Financial Reform Legislation: A Guide to the Employment-Related Provisions

August 2010

The Dodd-Frank Wall Street Reform and Consumer Protection Act (Wall Street Reform Act) was signed into law by President Obama on July 21, 2010. The new law contains a number of provisions that affect the workplace of employers in the financial services industry and other public companies. It enacts new whistleblower protections, regulates compensation for mortgage originators, provides new scrutiny of diversity in the workplace, and regulates executive compensation.

  • Whistleblower Protections – The Wall Street Reform Act strengthens the whistleblower provisions contained in the Sarbanes-Oxley Act (SOX), and creates new whistleblower protections for employees who engage in certain whistleblowing activities to the U.S. Securities and Exchange Commission (SEC), the Commodity Futures Trading Commission (CFTC), or the newly established Consumer Financial Protection Bureau (Bureau).
  • Compensation for Mortgage Originators – The Wall Street Reform Act amends Section 129B of the Truth in Lending Act to prohibit forms of compensation for mortgage originators that vary based on any rate or term of the loan (other than the loan amount). 
  • Diversity in the Workplace – The Wall Street Reform Act also provides for the creation of a new diversity “czar” for each of the major federal financial regulatory agencies, and directs each agency to create an Office of Minority and Women Inclusion (Office) that “shall be responsible for all matters of the agency relating to diversity in management, employment, and business activities.”
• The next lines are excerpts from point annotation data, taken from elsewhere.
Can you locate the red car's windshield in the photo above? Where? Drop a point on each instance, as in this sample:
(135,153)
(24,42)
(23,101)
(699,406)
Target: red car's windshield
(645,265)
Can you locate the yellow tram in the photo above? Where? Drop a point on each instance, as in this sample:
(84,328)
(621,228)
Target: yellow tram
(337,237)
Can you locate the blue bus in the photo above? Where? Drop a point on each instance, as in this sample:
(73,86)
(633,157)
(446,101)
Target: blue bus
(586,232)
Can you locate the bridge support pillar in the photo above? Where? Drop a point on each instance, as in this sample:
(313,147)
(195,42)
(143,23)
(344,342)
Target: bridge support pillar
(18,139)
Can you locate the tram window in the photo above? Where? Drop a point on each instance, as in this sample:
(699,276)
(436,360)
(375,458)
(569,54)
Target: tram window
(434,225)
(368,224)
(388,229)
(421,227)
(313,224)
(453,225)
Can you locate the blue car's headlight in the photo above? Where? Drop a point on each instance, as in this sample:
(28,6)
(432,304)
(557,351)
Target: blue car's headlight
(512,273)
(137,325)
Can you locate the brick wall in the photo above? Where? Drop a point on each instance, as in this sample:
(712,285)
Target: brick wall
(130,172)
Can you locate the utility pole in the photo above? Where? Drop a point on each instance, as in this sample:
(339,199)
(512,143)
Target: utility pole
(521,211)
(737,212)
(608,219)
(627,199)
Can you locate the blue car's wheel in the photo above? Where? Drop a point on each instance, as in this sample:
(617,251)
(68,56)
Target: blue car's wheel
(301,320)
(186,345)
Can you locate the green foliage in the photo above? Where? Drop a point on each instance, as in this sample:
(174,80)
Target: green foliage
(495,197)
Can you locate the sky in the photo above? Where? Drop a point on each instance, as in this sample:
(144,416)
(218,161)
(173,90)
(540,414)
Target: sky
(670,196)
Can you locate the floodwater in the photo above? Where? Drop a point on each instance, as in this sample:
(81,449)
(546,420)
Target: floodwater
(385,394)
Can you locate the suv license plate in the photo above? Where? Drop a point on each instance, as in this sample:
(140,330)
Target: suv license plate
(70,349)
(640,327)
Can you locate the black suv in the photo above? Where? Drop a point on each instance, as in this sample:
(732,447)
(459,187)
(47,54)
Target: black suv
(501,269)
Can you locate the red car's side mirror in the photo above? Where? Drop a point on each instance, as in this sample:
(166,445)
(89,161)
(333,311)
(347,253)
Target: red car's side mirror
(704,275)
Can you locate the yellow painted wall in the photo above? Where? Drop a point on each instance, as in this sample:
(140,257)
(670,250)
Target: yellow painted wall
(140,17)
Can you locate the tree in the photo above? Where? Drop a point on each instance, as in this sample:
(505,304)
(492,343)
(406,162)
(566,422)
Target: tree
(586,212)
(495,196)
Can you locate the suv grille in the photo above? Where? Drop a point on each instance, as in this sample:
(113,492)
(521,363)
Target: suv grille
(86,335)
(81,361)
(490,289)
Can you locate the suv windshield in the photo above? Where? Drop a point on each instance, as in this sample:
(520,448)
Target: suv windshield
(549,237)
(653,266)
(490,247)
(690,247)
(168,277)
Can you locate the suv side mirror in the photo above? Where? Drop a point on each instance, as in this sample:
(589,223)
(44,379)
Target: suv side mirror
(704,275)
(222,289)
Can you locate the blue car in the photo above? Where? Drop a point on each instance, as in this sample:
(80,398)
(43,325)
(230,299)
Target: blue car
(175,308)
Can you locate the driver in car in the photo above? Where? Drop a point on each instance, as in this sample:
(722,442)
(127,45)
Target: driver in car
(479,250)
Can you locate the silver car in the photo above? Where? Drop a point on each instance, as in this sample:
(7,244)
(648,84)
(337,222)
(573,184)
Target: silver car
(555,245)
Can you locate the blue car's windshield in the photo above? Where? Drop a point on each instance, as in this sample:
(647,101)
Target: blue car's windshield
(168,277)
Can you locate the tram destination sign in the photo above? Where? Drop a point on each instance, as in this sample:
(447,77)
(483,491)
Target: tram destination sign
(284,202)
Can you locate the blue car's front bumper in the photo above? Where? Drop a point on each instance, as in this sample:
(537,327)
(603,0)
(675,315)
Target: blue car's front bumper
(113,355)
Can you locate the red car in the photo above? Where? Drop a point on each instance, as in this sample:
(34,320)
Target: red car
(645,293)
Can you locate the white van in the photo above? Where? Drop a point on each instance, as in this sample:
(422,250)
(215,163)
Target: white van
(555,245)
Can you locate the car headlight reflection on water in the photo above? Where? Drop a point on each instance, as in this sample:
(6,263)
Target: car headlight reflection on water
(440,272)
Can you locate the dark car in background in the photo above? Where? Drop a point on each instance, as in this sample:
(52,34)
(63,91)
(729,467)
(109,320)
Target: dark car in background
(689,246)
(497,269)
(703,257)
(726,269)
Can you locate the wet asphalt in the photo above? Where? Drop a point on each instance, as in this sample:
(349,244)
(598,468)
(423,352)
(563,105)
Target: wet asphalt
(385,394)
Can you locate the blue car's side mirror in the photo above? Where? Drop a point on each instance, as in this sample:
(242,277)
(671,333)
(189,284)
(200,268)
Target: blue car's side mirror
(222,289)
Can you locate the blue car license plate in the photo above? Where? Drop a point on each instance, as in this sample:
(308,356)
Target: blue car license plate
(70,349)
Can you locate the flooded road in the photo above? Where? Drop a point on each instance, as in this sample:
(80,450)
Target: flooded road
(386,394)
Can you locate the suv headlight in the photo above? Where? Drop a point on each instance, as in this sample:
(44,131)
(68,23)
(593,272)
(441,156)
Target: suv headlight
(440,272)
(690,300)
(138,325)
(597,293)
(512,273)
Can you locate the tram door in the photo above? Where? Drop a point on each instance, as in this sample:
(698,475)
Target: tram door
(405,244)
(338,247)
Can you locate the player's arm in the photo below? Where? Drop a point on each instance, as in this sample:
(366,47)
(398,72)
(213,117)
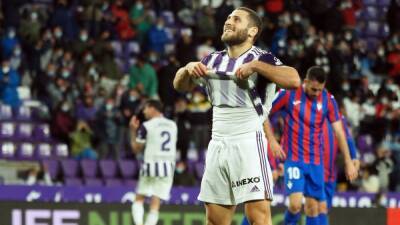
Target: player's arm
(276,149)
(284,76)
(138,134)
(336,122)
(351,144)
(185,77)
(272,69)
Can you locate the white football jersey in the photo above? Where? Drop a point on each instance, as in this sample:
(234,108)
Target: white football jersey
(159,136)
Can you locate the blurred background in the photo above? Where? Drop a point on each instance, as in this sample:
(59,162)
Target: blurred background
(73,72)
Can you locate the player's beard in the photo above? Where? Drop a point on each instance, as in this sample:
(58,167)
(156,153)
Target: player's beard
(235,38)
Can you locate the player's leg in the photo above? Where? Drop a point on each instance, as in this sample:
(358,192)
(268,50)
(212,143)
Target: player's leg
(314,192)
(311,211)
(138,209)
(293,214)
(294,187)
(324,206)
(219,214)
(152,216)
(258,212)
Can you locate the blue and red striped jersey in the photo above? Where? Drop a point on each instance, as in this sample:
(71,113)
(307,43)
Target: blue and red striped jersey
(304,117)
(331,147)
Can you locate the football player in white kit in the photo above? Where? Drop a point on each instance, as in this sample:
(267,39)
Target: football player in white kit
(237,170)
(157,136)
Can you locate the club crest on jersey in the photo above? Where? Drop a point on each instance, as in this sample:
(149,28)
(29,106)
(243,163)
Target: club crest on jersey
(245,181)
(319,106)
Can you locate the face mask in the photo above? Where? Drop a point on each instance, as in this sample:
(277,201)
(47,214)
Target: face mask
(17,51)
(58,34)
(66,74)
(132,98)
(51,73)
(89,58)
(109,107)
(11,34)
(6,69)
(296,18)
(34,16)
(84,37)
(346,87)
(65,107)
(139,6)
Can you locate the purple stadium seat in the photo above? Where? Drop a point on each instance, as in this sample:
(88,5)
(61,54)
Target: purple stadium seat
(113,182)
(23,113)
(72,181)
(24,131)
(199,170)
(128,168)
(5,112)
(117,47)
(52,166)
(168,17)
(130,183)
(89,168)
(7,129)
(93,182)
(133,48)
(70,167)
(43,150)
(25,150)
(60,150)
(108,168)
(7,150)
(42,132)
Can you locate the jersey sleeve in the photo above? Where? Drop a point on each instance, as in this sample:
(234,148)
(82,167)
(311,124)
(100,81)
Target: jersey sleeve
(268,57)
(141,134)
(333,110)
(280,101)
(349,139)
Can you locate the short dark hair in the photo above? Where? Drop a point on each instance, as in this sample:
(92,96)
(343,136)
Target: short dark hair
(155,104)
(255,20)
(316,73)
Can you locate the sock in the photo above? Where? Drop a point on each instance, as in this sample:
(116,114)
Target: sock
(312,220)
(152,218)
(137,213)
(323,219)
(290,218)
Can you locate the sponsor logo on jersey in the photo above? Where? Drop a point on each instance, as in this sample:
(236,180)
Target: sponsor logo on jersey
(245,181)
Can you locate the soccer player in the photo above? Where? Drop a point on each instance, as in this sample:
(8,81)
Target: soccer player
(330,148)
(237,170)
(305,111)
(157,136)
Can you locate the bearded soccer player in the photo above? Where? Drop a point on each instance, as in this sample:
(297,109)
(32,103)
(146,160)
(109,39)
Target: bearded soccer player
(237,170)
(306,109)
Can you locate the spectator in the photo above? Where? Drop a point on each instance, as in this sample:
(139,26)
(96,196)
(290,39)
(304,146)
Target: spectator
(107,130)
(9,81)
(143,77)
(157,37)
(81,141)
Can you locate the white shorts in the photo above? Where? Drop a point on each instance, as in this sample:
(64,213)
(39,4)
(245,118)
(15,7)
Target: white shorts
(155,186)
(237,170)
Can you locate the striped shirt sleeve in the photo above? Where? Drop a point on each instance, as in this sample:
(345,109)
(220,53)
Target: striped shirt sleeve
(333,110)
(280,101)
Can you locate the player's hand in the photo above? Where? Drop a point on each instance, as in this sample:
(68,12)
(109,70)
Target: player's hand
(276,149)
(351,171)
(356,163)
(134,123)
(196,69)
(245,70)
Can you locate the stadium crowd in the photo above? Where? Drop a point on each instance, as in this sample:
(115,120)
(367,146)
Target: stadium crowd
(93,62)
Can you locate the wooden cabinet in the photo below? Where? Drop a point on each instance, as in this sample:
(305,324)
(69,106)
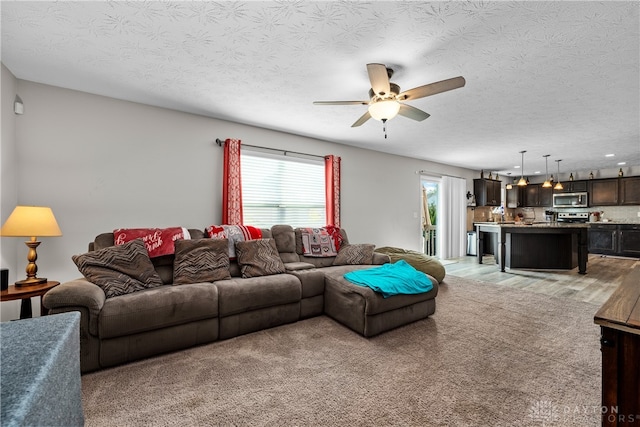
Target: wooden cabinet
(603,239)
(604,192)
(615,239)
(487,192)
(538,196)
(515,197)
(630,191)
(629,240)
(619,320)
(573,187)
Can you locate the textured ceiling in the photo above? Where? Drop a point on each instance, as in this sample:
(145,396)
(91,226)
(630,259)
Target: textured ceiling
(558,78)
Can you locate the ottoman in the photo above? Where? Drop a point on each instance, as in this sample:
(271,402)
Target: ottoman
(367,312)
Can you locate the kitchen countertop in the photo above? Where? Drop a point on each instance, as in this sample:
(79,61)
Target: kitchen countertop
(534,225)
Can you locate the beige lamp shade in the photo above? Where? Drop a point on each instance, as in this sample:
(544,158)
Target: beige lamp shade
(31,221)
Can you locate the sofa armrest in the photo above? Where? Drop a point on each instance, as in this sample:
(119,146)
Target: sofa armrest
(79,293)
(379,259)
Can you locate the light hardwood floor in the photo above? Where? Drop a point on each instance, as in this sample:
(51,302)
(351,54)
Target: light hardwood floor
(604,274)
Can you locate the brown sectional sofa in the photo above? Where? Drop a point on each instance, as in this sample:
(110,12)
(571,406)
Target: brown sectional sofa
(129,327)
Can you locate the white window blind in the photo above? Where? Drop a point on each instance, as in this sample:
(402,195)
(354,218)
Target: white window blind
(282,190)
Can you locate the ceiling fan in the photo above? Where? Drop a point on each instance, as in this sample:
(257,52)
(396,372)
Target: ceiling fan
(385,97)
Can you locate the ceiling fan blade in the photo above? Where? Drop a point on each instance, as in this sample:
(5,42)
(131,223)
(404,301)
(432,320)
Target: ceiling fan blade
(366,116)
(340,102)
(379,78)
(412,112)
(432,88)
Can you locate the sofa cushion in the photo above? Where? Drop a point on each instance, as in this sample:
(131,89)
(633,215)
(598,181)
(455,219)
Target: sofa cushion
(234,234)
(374,302)
(119,270)
(285,239)
(355,254)
(259,258)
(318,242)
(202,260)
(157,308)
(159,241)
(241,295)
(421,262)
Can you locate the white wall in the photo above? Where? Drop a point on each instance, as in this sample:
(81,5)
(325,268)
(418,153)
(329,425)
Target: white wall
(102,163)
(8,186)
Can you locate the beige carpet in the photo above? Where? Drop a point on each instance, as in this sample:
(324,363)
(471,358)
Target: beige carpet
(490,356)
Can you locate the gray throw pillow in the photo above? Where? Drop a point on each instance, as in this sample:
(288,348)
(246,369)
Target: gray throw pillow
(355,254)
(201,260)
(119,270)
(259,258)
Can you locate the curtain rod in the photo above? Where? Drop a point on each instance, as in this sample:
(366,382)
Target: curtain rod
(422,172)
(219,142)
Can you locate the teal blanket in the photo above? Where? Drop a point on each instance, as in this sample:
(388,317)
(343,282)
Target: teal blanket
(392,279)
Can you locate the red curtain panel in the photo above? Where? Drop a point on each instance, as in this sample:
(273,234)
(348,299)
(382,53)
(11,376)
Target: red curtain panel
(332,188)
(231,184)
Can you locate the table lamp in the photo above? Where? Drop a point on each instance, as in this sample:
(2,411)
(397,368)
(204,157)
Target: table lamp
(31,221)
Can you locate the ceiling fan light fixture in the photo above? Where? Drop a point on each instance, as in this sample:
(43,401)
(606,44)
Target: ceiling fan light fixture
(384,110)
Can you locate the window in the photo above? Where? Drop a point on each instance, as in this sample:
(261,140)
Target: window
(280,189)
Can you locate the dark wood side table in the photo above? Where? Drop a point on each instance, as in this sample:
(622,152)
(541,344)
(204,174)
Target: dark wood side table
(619,320)
(25,293)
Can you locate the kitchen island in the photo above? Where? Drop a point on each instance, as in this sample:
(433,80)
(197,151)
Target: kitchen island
(548,245)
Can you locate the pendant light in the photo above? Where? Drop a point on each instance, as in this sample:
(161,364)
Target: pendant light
(522,182)
(547,183)
(559,184)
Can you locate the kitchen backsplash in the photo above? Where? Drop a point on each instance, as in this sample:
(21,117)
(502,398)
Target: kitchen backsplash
(620,214)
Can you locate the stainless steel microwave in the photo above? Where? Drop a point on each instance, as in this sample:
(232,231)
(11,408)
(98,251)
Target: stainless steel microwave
(571,200)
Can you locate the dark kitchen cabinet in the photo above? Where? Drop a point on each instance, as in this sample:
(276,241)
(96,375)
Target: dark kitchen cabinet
(615,239)
(487,192)
(629,240)
(515,197)
(573,187)
(604,192)
(630,191)
(603,239)
(538,196)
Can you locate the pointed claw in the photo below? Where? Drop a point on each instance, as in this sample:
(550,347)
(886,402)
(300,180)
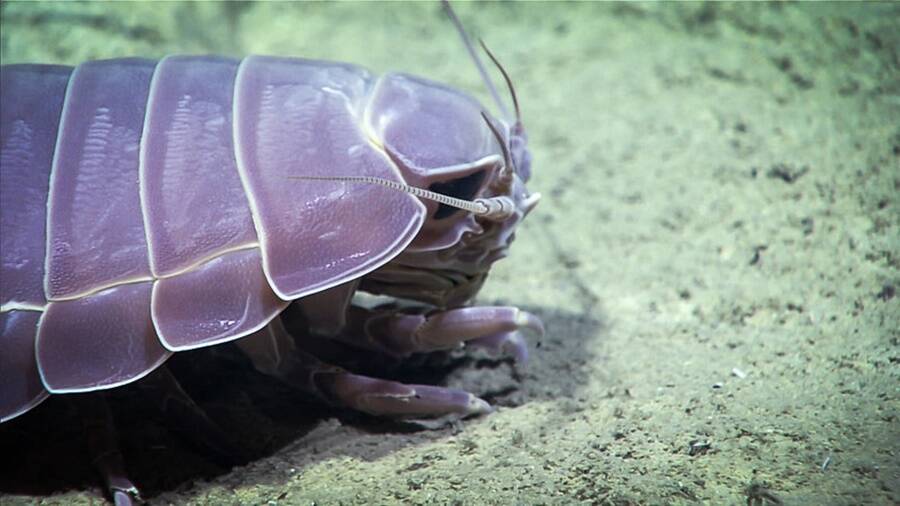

    Among other things, the Office will be responsible for assessing the diversity policies and practices of every entity regulated by the major financial regulatory agencies and of contractors performing any kind of service for the agency. The Office is authorized to take action where it concludes that the contractor is not making a good-faith effort to comply with the diversity provisions of the Wall Street Reform Act.
  • Executive Compensation and Corporate Governance – The Wall Street Reform Act also addresses executive compensation and corporate governance issues, such as recovery of erroneously awarded compensation (clawbacks); executive compensation disclosures (internal pay equity); disclosure of employee and director hedging; restrictions on voting by brokers; disclosure and justification where the chairman and CEO positions are held by one person; required shareholder voting on executive compensation disclosures (“say on pay”); enhanced reporting on compensation structures applicable to covered financial institutions; and mandated compensation committee independence.